A Prohibition-era dive bar that got booted to make room for the Atlantic Yards mega-project will toast a rival pub that’s at risk of losing its old-time-y charm as it undergoes a makeover to prep for Barclays Center crowds.
David O’Finn, the owner of the newly relocated Freddy’s Bar, is organizing a “last call” for O’Connor’s, a Fifth Avenue Irish pub in the midst of a major renovation its owner has said will “modernize it a bit.”
He says the July 11 shindig, which starts at 8 pm and goes until closing, will be a chance for regulars and former employees of O’Connor’s to celebrate the bar’s past iteration now that it’s shuttered for rehab work in the months before the Brooklyn Nets play their first home game just blocks away.
“You do a last call,” said O’Finn, who once worked as a bartender at O’Connor’s before finding a gig at Freddy’s. “I was sad that I didn’t get to say goodbye.”
For decades, Freddy’s and O’Connor’s were famously feuding watering holes, O’Finn said. They competed to see which could stay open the latest, and their patrons would square off in an annual softball game in Prospect Park. Sometimes tchotchkes from one bar would mysteriously find their way to the other.
Now, both establishments share a history of being shaken up by the Atlantic Yards development.

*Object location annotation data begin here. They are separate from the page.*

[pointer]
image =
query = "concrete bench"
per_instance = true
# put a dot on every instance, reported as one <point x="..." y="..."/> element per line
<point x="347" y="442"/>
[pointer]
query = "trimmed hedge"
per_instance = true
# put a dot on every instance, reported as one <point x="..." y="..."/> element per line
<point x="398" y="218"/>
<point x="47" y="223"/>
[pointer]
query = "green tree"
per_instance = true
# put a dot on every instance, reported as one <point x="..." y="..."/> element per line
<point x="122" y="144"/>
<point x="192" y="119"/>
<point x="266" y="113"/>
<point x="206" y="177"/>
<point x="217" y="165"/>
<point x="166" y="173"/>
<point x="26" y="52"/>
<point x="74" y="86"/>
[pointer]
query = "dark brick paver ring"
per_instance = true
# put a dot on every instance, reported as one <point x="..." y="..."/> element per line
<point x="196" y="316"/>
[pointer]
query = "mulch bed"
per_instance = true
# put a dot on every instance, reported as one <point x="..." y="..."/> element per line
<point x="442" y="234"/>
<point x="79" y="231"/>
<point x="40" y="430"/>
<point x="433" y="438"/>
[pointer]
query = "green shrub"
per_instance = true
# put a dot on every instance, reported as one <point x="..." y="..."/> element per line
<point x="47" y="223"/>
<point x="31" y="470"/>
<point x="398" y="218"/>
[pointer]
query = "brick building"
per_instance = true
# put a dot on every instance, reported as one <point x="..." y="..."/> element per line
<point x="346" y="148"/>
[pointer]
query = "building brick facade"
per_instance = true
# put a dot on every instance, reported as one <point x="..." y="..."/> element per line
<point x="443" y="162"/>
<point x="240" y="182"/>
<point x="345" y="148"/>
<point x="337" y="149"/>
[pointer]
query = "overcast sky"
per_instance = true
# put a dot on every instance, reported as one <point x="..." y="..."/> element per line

After years of protesting the project by boycotting Brooklyn Lager, which will be served at the stadium, building mock guillotine’s for rallies, and wearing large masks showing the faces of development supporters, the folks behind Freddy’s reached an agreement with developer Forest City Ratner to move from their Sixth Avenue building to a new location in the South Slope — one equipped with the same chains beneath the bar designed so pub patrons could lock themselves to their beloved watering hole to prevent its demolition.
When O’Connor’s reopens in September — just in time for the Nets’ first season in Brooklyn — it will have an expanded backroom, a space for parties, and a second-floor restaurant, prompting worries from fans of the old-man-bar that the hangout will abandon its traditional clientele in favor of sports fans.
“The only word I can come up with today is ‘sad,’ ” said Dan Meyers, editor of Here’s Park Slope and an O’Connor’s regular. “It was my favorite bar in the city.”
O’Connor’s owner Michael Maher told The Brooklyn Paper last March that the renovations will make the pub three times larger and one story taller — and bring draft beer to the bar for the first time ever — but they won’t compromise its feel.
“We’re trying to keep the old look, but modernize it a bit,” he said, promising to keep the bar’s old furniture and hours of operation.
Maher could not be reached for comment before deadline. For O’Finn, the changes at O’Connor’s reflect the broader changes in the neighborhood.
“It no longer has that old-school Brooklyn feel. Something has been lost,” he said.